Whatever the size or timing of the gesture, Kim said, doing something is worthy.

“I think it’s always nice to show some sort of way to say, ‘I love you,’ whether small or big,” she said. “For us, it’s always been in the small things. Last year, he got me a box of chocolates from a local store and I made him these little KitKat bar things. It’s never been huge for us, but more about a kind gesture.

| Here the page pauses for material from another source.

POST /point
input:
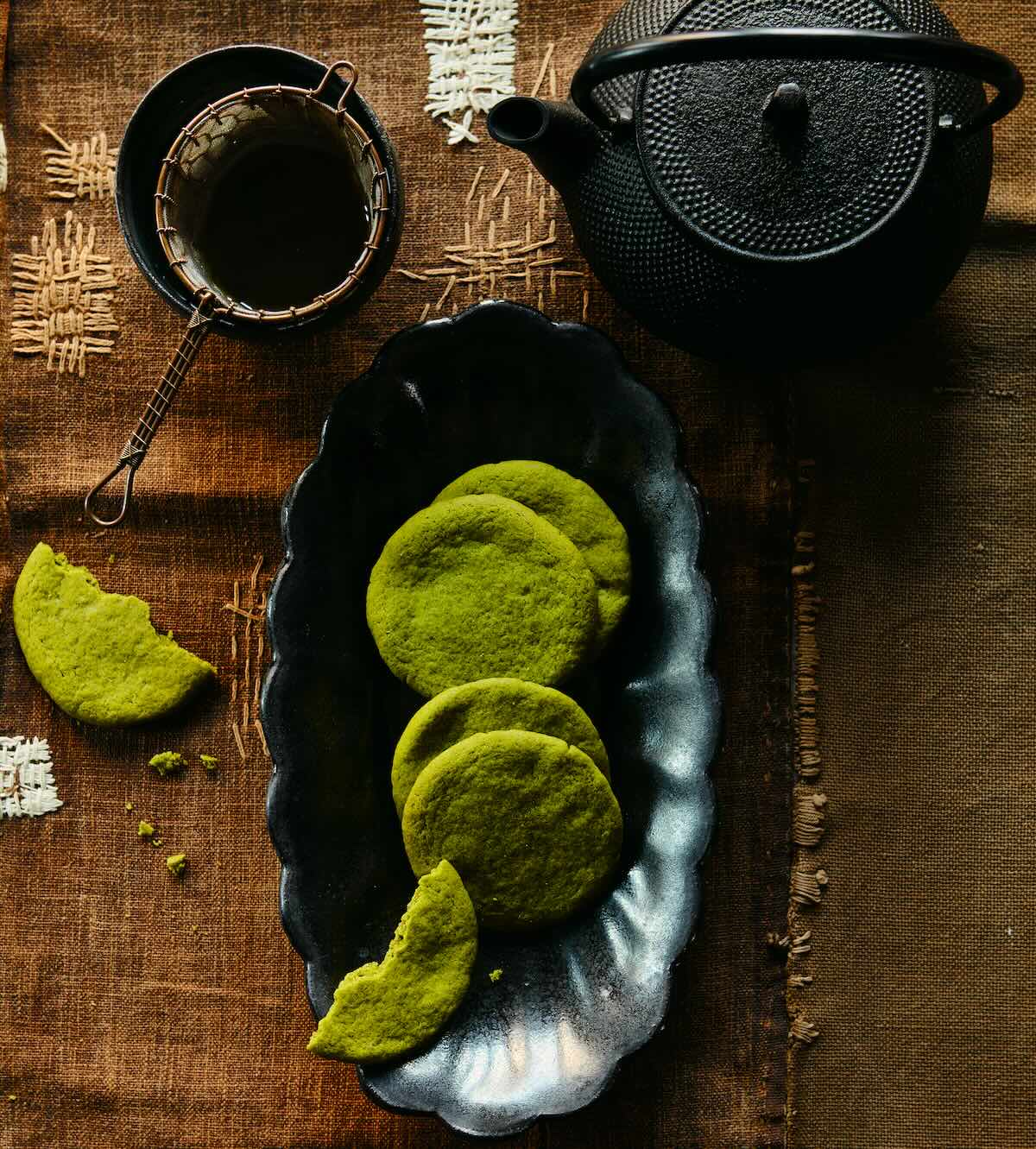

That’s pretty much what we keep it to.”

Becci and Brian Cutting, of Unadilla, said, after nearly 28 years married and four children together, Valentine’s Day is less about the holiday and more about intent.

“I usually try to get her a card and sometimes flowers, although prices are ridiculous on Valentine’s Day, so it might happen during other parts of the month,” Brian, 50, a Baptist pastor, said. “We usually try to do something, not necessarily on Valentine’s Day, but we’ll go out to eat during the month at some point to celebrate.”

“It doesn’t have to be right on the day,” Becci, a teacher at Otsego Christian Academy, echoed. “When we were early married, we’d dress up really nice and go out to a really fancy restaurant. We don’t do that now, but we do usually try to do something.”

The Cuttings said pandemic life forced a slower pace and Valentine’s Day will be an extension of that.

“Initially, it was scary … but it was kind of nice how life slowed down,” Brian said. “We had more time to breathe and rest, so it was actually kind of nice. (Valentine’s Day) is beneficial for our relationship, because we’re able to slow down and not just be like two ships passing. We don’t do dates as much as we should, so it’s a good reason to do one.”

“We don’t always like each other, but we still love each other,” Becci said. “We choose to love each other, so it’s good to be intentional, to make traditions and do something special to celebrate the relationship.”